Well I can't exactly say my final moments of 2014 were so noble. I got the urge on the 30th and the 31st do some makeup shopping--any kind of makeup shopping--because I knew that today it would be over and that filled me with dread. You know the feeling...it's the way you want to savor a few pieces of chocolate cake the day before your diet begins because it's your last hurrah. I decided I was going to pick up a lipstick that I previously owned and purged because I hated the formula. Yes that's right, I was about to go repurchase a product I didn't like just because I wanted to buy something to make me feel better. The sickness runs deep, I swear to you folks.
Well, apparently the deities, or luck, or whatever was on my side because it ended up being sold out at one store and the other store I tried was overwhelmed with NYE makeovers so I left after a couple of minutes waiting for assistance. I could not be happier to be blocked from buying something. I have more than enough crap I actually like to keep me going. I don't need something I hate taking up room.
For these first 10 days I only have a simple goal:
Get my sleep schedule in order. This in turn will help me...

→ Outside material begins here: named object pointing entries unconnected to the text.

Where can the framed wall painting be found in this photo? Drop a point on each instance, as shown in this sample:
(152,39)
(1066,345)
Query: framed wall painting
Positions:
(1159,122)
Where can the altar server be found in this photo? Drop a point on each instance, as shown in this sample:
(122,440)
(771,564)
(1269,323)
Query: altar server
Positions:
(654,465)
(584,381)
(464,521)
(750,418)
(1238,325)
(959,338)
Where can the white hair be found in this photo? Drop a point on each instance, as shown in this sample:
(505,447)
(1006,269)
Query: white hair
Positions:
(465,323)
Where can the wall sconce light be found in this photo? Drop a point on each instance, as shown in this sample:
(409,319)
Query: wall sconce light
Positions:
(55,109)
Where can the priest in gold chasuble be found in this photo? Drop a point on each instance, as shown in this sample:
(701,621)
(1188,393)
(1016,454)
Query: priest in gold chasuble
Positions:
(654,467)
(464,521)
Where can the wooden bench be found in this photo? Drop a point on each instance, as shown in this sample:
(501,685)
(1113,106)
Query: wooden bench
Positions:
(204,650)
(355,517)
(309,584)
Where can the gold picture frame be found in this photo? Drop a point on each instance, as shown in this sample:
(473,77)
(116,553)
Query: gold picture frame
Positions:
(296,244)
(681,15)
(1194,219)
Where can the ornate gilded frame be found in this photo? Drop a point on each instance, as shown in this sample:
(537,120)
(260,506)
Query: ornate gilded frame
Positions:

- curb my addictive shopping tendencies. I notice my addictive shopping nature comes on when I'm feeling miserable about the day, life, etc and I most often feel miserable because I haven't slept well the night before. I'm a night owl by nature with a boyfriend in a different time zone so my sleep schedule has gotten destroyed in the last several weeks. It's affecting every aspect of my functioning and most often drives me to want to go buy something at Sephora as a pick me up, the same way people drive to Starbucks for a cup of coffee. If I could just get to sleeping a decent amount of hours per day, I am confident my desire to buy, buy, buy would be decreased tremendously.
- actually use the products I have. I haven't been wearing makeup to work lately because I'm so doggone tired in the mornings that I'd rather sleep in. If I could feel rested enough in the mornings that getting up a half hour early to slap some makeup on my face wasn't such a chore, I would actually start getting good use out of these products.
Good luck to everyone and stay strong! 99 more days to go and we can *totally* do this!